It's helpful to include a summary with linkposts.
So here's a super quick one. I didn't listen to it closely, so I could've missed something.
It's about the article No "Zero-Shot" Without Exponential Data
Here's the key line from the abstract:
We consistently find that, far from exhibiting "zero-shot" generalization, multimodal models require exponentially more data to achieve linear improvements in downstream "zero-shot" performance, following a sample inefficient log-linear scaling trend
So, we might not continue to get better performance if we need exponentially larger datasets to get small linear improvements. This seems quite plausible, if nobody comes up with some sort of clever bootstrapping in which automatic labeling of images and videos, with a little human feedback, creates useful unlimited size datasets.

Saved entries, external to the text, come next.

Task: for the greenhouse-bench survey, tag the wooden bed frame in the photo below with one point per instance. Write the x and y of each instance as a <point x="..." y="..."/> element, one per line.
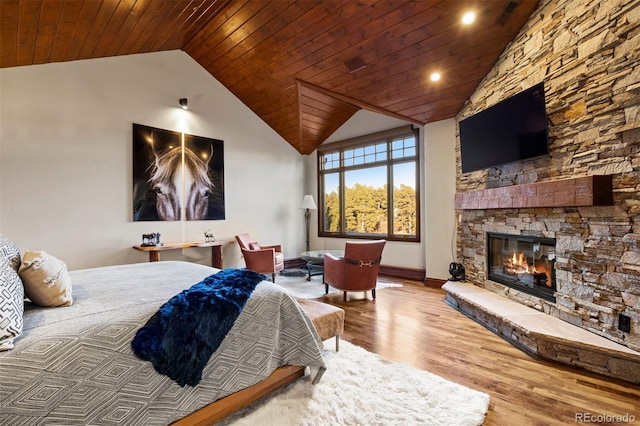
<point x="228" y="405"/>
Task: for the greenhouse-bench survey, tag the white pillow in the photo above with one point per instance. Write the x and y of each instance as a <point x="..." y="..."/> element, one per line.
<point x="11" y="305"/>
<point x="46" y="279"/>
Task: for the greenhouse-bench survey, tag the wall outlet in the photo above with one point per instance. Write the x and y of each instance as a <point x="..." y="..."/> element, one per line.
<point x="624" y="323"/>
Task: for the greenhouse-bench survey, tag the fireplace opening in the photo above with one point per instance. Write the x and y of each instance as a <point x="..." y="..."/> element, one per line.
<point x="524" y="263"/>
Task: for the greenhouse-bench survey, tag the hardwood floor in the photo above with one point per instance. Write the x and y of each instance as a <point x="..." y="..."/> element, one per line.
<point x="415" y="326"/>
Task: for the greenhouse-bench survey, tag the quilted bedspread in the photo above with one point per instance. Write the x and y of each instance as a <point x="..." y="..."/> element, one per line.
<point x="74" y="365"/>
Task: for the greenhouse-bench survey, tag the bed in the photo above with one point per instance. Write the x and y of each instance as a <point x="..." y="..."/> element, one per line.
<point x="75" y="365"/>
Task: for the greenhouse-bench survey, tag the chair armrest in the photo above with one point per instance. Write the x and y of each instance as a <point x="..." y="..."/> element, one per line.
<point x="261" y="260"/>
<point x="276" y="247"/>
<point x="333" y="269"/>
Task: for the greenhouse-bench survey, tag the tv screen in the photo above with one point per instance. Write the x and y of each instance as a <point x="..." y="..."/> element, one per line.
<point x="512" y="130"/>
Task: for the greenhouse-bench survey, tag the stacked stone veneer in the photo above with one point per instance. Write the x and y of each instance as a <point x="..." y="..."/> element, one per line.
<point x="587" y="53"/>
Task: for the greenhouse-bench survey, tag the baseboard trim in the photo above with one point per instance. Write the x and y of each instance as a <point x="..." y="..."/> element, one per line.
<point x="434" y="282"/>
<point x="403" y="273"/>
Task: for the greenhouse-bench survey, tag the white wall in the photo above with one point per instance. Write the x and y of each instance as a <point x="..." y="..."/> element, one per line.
<point x="433" y="253"/>
<point x="66" y="163"/>
<point x="440" y="187"/>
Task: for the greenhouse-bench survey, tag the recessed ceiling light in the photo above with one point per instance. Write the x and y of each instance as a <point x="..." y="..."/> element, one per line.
<point x="468" y="17"/>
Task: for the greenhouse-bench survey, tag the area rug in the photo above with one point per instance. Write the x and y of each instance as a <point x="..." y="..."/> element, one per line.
<point x="360" y="388"/>
<point x="298" y="285"/>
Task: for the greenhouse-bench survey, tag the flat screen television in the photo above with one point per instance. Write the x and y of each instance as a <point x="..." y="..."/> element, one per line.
<point x="514" y="129"/>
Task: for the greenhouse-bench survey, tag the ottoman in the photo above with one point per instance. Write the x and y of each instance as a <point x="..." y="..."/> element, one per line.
<point x="327" y="319"/>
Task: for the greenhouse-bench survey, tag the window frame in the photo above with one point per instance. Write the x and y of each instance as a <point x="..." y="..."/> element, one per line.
<point x="340" y="147"/>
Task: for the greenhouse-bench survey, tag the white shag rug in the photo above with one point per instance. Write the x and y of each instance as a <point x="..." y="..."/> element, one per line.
<point x="360" y="388"/>
<point x="298" y="286"/>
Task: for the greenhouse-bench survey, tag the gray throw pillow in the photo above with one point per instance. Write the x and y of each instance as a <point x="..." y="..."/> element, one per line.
<point x="11" y="251"/>
<point x="11" y="305"/>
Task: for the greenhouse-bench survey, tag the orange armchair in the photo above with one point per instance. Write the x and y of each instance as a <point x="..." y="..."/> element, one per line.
<point x="357" y="270"/>
<point x="261" y="259"/>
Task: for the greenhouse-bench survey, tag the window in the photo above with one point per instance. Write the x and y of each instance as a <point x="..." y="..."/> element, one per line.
<point x="368" y="187"/>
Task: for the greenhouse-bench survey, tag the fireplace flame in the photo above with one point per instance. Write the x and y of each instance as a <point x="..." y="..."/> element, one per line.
<point x="517" y="264"/>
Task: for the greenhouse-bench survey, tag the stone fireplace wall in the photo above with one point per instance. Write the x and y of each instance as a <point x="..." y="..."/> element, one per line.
<point x="587" y="52"/>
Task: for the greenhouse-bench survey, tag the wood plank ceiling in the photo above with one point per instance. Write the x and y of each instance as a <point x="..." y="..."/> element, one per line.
<point x="305" y="67"/>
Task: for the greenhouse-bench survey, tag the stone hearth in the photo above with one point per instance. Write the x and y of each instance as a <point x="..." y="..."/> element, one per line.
<point x="543" y="335"/>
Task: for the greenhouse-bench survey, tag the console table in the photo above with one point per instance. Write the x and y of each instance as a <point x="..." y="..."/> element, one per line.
<point x="216" y="250"/>
<point x="315" y="260"/>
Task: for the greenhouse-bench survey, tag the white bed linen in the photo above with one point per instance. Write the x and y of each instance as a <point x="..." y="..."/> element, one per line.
<point x="74" y="365"/>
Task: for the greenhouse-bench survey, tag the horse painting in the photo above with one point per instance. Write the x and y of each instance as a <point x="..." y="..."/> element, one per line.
<point x="176" y="176"/>
<point x="175" y="182"/>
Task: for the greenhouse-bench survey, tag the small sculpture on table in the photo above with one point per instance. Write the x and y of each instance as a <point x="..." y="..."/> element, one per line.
<point x="151" y="240"/>
<point x="208" y="236"/>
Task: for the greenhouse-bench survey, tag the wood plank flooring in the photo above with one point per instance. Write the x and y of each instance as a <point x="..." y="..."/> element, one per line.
<point x="415" y="326"/>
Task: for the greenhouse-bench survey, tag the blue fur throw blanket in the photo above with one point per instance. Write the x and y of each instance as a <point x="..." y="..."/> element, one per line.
<point x="180" y="338"/>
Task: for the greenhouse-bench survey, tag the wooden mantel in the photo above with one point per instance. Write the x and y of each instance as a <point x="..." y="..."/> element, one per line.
<point x="576" y="192"/>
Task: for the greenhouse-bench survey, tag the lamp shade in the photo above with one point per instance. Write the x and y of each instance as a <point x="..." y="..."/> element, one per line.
<point x="308" y="203"/>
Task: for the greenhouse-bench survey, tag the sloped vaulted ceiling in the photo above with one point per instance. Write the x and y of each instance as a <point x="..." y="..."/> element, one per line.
<point x="305" y="67"/>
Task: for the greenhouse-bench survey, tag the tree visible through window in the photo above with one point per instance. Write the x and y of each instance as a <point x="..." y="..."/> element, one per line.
<point x="369" y="186"/>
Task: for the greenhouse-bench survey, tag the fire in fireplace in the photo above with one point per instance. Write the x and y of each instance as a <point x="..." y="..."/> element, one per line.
<point x="525" y="263"/>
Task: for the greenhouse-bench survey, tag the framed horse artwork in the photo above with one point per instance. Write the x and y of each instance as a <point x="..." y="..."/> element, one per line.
<point x="176" y="176"/>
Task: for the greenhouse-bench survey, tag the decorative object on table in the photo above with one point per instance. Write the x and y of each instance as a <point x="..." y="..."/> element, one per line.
<point x="164" y="159"/>
<point x="208" y="236"/>
<point x="151" y="240"/>
<point x="259" y="258"/>
<point x="357" y="270"/>
<point x="308" y="204"/>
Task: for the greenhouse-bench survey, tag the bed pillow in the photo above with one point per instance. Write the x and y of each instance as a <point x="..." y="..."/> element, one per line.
<point x="46" y="279"/>
<point x="11" y="305"/>
<point x="11" y="251"/>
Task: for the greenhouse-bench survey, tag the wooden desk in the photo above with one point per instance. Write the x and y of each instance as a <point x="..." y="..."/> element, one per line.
<point x="216" y="250"/>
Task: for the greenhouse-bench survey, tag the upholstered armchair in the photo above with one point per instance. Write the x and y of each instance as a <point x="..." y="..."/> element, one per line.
<point x="261" y="259"/>
<point x="357" y="270"/>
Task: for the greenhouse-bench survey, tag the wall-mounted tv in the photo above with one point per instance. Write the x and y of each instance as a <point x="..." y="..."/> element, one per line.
<point x="514" y="129"/>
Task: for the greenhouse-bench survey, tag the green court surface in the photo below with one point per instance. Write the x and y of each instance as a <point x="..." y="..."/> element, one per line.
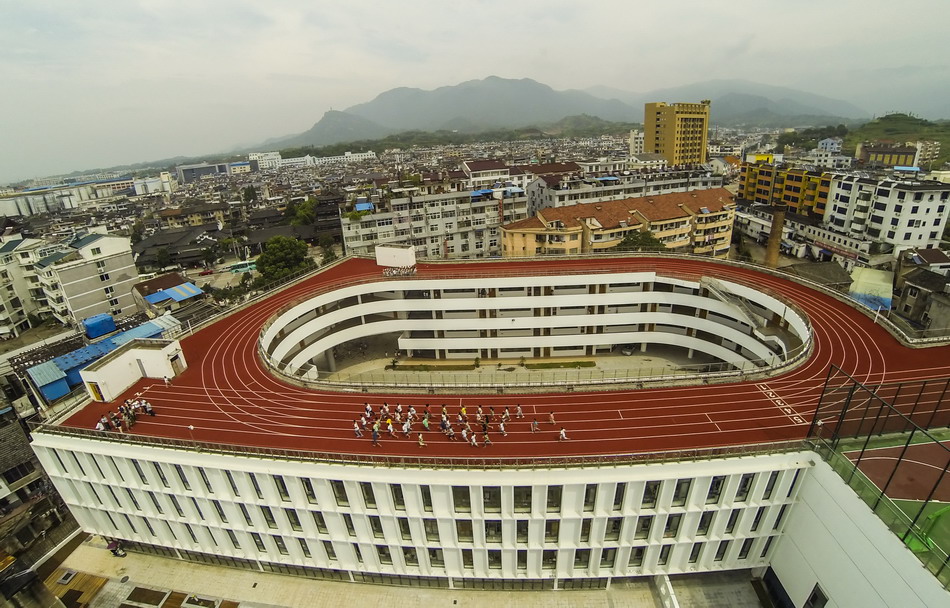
<point x="936" y="527"/>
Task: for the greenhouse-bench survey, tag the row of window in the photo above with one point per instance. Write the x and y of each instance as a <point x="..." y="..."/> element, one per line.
<point x="436" y="559"/>
<point x="462" y="496"/>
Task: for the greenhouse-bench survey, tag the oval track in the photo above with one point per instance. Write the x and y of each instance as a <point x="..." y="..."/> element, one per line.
<point x="228" y="396"/>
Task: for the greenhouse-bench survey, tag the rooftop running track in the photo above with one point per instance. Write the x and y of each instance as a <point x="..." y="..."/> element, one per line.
<point x="229" y="398"/>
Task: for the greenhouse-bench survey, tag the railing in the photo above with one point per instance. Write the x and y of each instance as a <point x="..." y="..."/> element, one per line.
<point x="439" y="462"/>
<point x="490" y="377"/>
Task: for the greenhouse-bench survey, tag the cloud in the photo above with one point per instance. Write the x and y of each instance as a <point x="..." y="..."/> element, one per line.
<point x="104" y="82"/>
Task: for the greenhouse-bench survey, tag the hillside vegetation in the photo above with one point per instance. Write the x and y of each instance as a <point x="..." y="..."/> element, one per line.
<point x="902" y="128"/>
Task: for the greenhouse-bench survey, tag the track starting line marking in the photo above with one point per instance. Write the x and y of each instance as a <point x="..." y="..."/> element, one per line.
<point x="790" y="413"/>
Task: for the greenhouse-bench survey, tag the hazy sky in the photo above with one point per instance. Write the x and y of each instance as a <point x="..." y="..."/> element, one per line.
<point x="94" y="83"/>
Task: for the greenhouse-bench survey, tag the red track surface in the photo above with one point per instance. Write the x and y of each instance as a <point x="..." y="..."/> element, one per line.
<point x="229" y="397"/>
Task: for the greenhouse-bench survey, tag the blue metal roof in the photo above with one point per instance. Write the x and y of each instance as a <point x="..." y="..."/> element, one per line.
<point x="177" y="293"/>
<point x="86" y="240"/>
<point x="45" y="373"/>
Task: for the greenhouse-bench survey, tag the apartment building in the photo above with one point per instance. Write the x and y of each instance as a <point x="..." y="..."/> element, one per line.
<point x="678" y="131"/>
<point x="695" y="222"/>
<point x="559" y="190"/>
<point x="87" y="276"/>
<point x="802" y="191"/>
<point x="449" y="225"/>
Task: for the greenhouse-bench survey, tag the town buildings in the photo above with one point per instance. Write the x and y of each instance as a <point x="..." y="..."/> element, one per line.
<point x="678" y="131"/>
<point x="697" y="222"/>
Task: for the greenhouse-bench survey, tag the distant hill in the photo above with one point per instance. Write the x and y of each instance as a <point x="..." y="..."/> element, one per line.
<point x="741" y="102"/>
<point x="485" y="104"/>
<point x="902" y="128"/>
<point x="334" y="127"/>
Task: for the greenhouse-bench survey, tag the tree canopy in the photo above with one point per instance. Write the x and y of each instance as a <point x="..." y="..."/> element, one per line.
<point x="636" y="240"/>
<point x="282" y="257"/>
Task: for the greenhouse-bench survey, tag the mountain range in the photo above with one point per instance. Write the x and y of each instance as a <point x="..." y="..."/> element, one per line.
<point x="499" y="103"/>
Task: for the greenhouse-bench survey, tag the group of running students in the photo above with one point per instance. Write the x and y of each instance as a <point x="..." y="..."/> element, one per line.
<point x="392" y="421"/>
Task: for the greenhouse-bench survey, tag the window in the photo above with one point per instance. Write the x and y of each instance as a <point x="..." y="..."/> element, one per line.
<point x="399" y="501"/>
<point x="259" y="542"/>
<point x="650" y="492"/>
<point x="715" y="489"/>
<point x="463" y="528"/>
<point x="491" y="498"/>
<point x="308" y="491"/>
<point x="521" y="530"/>
<point x="554" y="498"/>
<point x="281" y="488"/>
<point x="257" y="487"/>
<point x="585" y="530"/>
<point x="673" y="521"/>
<point x="770" y="486"/>
<point x="369" y="497"/>
<point x="431" y="528"/>
<point x="695" y="552"/>
<point x="590" y="496"/>
<point x="745" y="548"/>
<point x="721" y="550"/>
<point x="462" y="499"/>
<point x="404" y="528"/>
<point x="733" y="520"/>
<point x="581" y="558"/>
<point x="522" y="499"/>
<point x="681" y="492"/>
<point x="319" y="521"/>
<point x="618" y="496"/>
<point x="705" y="520"/>
<point x="745" y="485"/>
<point x="227" y="474"/>
<point x="636" y="557"/>
<point x="339" y="492"/>
<point x="493" y="531"/>
<point x="614" y="527"/>
<point x="268" y="517"/>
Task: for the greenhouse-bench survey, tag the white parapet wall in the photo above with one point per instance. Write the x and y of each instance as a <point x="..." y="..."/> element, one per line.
<point x="113" y="374"/>
<point x="834" y="540"/>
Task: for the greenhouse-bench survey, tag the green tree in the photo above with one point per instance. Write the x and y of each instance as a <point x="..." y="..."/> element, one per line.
<point x="282" y="257"/>
<point x="326" y="246"/>
<point x="163" y="258"/>
<point x="636" y="240"/>
<point x="138" y="232"/>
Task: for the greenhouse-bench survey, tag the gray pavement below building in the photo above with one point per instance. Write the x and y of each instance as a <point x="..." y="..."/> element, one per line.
<point x="251" y="589"/>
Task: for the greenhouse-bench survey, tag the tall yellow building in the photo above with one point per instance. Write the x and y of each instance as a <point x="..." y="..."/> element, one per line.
<point x="678" y="131"/>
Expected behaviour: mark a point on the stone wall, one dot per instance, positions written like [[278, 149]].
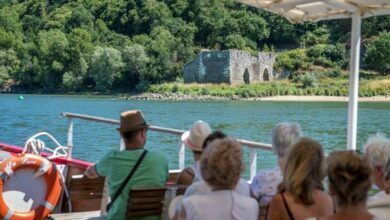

I think this isn't going to much of a slowdown on AGI progress, because we don't need much more progress on foundation models to build scaffolded agentic cognitive architectures that use system 2 type cognition to gauage their accuracy and the importance of the judgment, and use multiple tries on multiple models for important cognitive acts. That's how humans are as effective as we are; we monitor and double-check our own cognition when appropriate.
Key graph: https://arxiv.org/pdf/2404.04125#page=6
I don't think they 'consistently find' anything, except about possibly CLIP (which we've known to have severe flaws ever since it came out, as expected from a contrastive loss, despite of course many extremely valuable uses). Unless I'm missing something in the transcript, Computerphile doesn't mention this at all.